【C++】線分の中心を移動させて実現できる最大の交差領域を求める方法
はじめに
このチュートリアルでは、線分の中心を移動させることで実現できる最大の交差領域を求めるC++プログラムについて解説します。
この問題では、3つの線分の中心座標とそれぞれの長さが与えられます。各線分の中心は距離Kまで移動することが許されており、その移動を活用して交差領域の長さを最大化することが目的です。
アルゴリズムの考え方
まず、3つの中心座標を昇順にソートし、最も外側にある2つの中心(最小値と最大値)の距離に着目します。この距離と移動量K・線分の長さとの関係から、次の3つの場合に分けて判定できます。
- 中心間の距離 ≥ 2K + 線分の長さ の場合:どれだけ移動しても交差は発生しないため、0を返します。

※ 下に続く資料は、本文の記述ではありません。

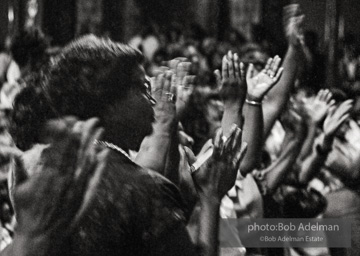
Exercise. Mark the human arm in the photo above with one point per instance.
(257, 87)
(315, 111)
(273, 175)
(333, 121)
(278, 96)
(212, 180)
(232, 87)
(54, 200)
(154, 148)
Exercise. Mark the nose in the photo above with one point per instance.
(152, 100)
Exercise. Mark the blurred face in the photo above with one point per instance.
(257, 58)
(129, 120)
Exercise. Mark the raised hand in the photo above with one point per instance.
(231, 82)
(164, 93)
(258, 85)
(336, 117)
(293, 20)
(184, 87)
(53, 201)
(316, 109)
(8, 152)
(217, 175)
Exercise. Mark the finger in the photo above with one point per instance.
(328, 96)
(20, 173)
(224, 71)
(230, 64)
(239, 156)
(278, 76)
(166, 87)
(230, 141)
(237, 67)
(159, 83)
(332, 103)
(173, 64)
(218, 143)
(173, 85)
(183, 69)
(267, 66)
(250, 72)
(189, 155)
(237, 139)
(275, 65)
(342, 120)
(319, 96)
(242, 71)
(218, 78)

- 中心間の距離 ≥ 2K の場合:移動によって部分的な交差を作ることができるため、「2K −(中心間の距離 − 線分の長さ)」を返します。
- 上記以外の場合:すでに線分全体が交差している状態のため、線分の長さをそのまま返します。
サンプルコード
#include <bits/stdc++.h>
using namespace std;
// 最大交差を求める関数
int max_intersection(int* center, int length, int k) {
sort(center, center + 3);
if (center[2] - center[0] >= 2 * k + length) {
return 0;
}
else if (center[2] - center[0] >= 2 * k) {
return (2 * k - (center[2] - center[0] - length));
}
else
return length;
}
int main() {
int center[3] = { 1, 2, 3 };
int L = 1;
int K = 1;
cout << max_intersection(center, L, K);
}
出力結果
1
コードの解説
この例では、中心座標 {1, 2, 3} を持つ3つの線分が与えられ、それぞれの長さは L = 1、移動量の上限は K = 1 です。
ソート後、最も外側の中心同士の距離は 3 − 1 = 2 となります。この値は「2K + 長さ = 3」より小さいため交差は不可能ではなく、また「2K = 2」以上であるため部分的な交差が可能です。したがって、計算式「2 × 1 −(2 − 1)= 1」により、最大交差の長さとして 1 が出力されます。
このように、外側の2つの中心の距離に着目するだけで、中央の線分の位置に関係なく答えを効率的に求めることができます。計算量はソート部分が支配的となり、O(N log N)(ここでは要素数3なのでほぼ定数時間)で処理できます。